Perhaps no one but Teach For America will care about this, but a district court last week threw out an appeal in the Renee v. Spellings lawsuit over the “highly qualified” teacher provisions in the No Child Left Behind Law.
The law requires teachers to be fully certified to be deemed highly qualified, but the U.S. Department of Education’s subsequent regulations allowed teachers in alternative-certification programs to be deemed highly qualified if they were making progress in their program and were on track to hold a teaching certificate within three years.
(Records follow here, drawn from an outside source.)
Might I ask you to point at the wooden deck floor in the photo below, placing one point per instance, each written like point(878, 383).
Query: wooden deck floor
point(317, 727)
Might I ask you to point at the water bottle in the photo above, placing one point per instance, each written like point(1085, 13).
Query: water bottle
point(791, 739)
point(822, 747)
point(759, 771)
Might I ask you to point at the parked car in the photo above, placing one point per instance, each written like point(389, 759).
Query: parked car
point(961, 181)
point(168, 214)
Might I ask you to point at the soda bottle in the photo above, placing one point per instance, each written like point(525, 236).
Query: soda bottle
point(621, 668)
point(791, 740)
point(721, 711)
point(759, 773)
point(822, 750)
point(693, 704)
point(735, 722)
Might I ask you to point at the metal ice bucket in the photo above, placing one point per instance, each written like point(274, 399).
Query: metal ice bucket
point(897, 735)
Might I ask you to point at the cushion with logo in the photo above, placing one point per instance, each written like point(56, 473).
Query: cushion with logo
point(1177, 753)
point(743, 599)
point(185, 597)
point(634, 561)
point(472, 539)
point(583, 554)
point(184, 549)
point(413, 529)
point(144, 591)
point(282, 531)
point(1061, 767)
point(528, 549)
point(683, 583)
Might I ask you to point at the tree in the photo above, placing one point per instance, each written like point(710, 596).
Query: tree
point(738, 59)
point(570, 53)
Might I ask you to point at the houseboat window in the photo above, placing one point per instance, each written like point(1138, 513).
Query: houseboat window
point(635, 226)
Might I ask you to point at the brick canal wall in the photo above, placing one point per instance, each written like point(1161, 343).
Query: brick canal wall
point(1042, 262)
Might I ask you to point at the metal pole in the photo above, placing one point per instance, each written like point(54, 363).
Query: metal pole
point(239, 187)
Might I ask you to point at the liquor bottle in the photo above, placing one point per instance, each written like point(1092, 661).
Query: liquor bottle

A California group sued ED, lost the first round, and appealed.
The court dismissed the appeal mostly on procedural grounds, with ED arguing that the issue isn’t “redressable,” since California would likely just change its own definition to incorporate these teachers if the federal regulations were rendered invalid.
The brief is worth reading, though, for the dissenting opinion, which examines arguments that teachers in alternative routes are often concentrated in high-poverty, high-minority schools. That’s probably true and it’s a problem if the alternative routes in question aren’t of high quality. But as a lot of studies are pointing out these days, paper qualifications and the various routes teachers take into the profession are not always very strong predictors of how well teachers are going to do in the classroom.
Now, the federal government is pushing states to be more serious about figuring out how to identify effective teachers and to home in on what attributes make for successful teacher preparation.